Exercise 2.6: In case representing pairs as procedures wasn’t mind-boggling enough, consider that, in a language that can manipulate procedures, we can get by without numbers (at least insofar as nonnegative integers are concerned) by implementing 0 and the operation of adding 1 as

(define zero (lambda (f) (lambda (x) x)))

(define (add-1 n)
  (lambda (f) (lambda (x) (f ((n f) x)))))

This representation is known as Church numerals, after its inventor, Alonzo Church, the logician who invented the calculus. Define one and two directly (not in terms of zero and add-1). (Hint: Use substitution to evaluate (add-1 zero)). Give a direct definition of the addition procedure + (not in terms of repeated application of add-1).

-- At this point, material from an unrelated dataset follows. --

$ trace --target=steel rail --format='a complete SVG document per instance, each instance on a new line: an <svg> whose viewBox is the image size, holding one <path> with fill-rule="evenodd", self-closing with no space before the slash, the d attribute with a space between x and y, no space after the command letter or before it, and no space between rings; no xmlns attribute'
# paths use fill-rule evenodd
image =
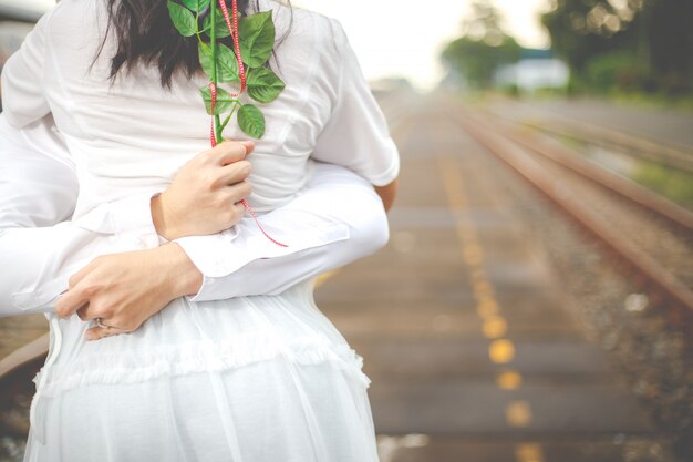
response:
<svg viewBox="0 0 693 462"><path fill-rule="evenodd" d="M656 260L644 254L635 245L624 240L612 227L604 224L598 214L585 206L573 191L561 183L560 178L548 174L546 168L527 155L525 147L507 137L497 125L492 131L487 124L468 114L459 115L459 121L479 143L532 183L633 267L638 268L669 297L685 307L687 316L693 315L693 292L675 275L672 275Z"/></svg>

(define zero (lambda (f) (lambda (x) x)))

(define (add-1 n)
  (lambda (f) (lambda (x) (f ((n f) x)))))
(add-1 zero)
(add-1 (lambda (f) (lambda (x) x)))
(lambda (f) (lambda (x) (f (((lambda (f) (lambda (x) x)) f) x))))
(lambda (f) (lambda (x) (f ((lambda (x) x) x))))
(lambda (f) (lambda (x) (f x)))
(define one
  (lambda (f) (lambda (x) (f x))))
(add-1 one)
(add-1 (lambda (f) (lambda (x) (f x))))
(lambda (f) (lambda (x) (f (((lambda (f) (lambda (x) (f x))) f) x))))
(lambda (f) (lambda (x) (f ((lambda (x) (f x)) x))))
(lambda (f) (lambda (x) (f (f x))))
(define two
  (lambda (f) (lambda (x) (f (f x)))))

In order to check these I will use the fact that Church numerals appear to be repeated function composition. If I use the familiar inc function and pass an argument of 0 I should get the number I am looking for:

(define (inc n) (+ n 1))
> ((one inc) 0)
1
> ((two inc) 0)
2
> (((add-1 two) inc) 0)
3

Now that I am convinced that my functions work it’s time to move on and create an addition function.

(define (add M N)
  (lambda (f)
	(lambda (x)
	  ((M f) ((N f) x)))))
(add one one)
(add (lambda (f) (lambda (x) (f x))) (lambda (f) (lambda (x) (f x))))
(lambda (f)
  (lambda (x)
	(((lambda (f) (lambda (x) (f x))) f) (((lambda (f) (lambda (x) (f x))) f) x))))
(lambda (f)
  (lambda (x)
	((lambda (x) (f x)) ((lambda (x) (f x)) x))))
(lambda (f)
  (lambda (x)
	((lambda (x) (f x)) (f x))))
(lambda (f)
  (lambda (x)
	(f (f x))))

Now to check that it works properly:

>(((add one one) inc) 0)
2 
>(((add two one) inc) 0)
3 
>(((add two two) inc) 0)
4

Just for fun multiply looks like this:

(define (mult m n)
  (lambda (f)
	  (m (n f))))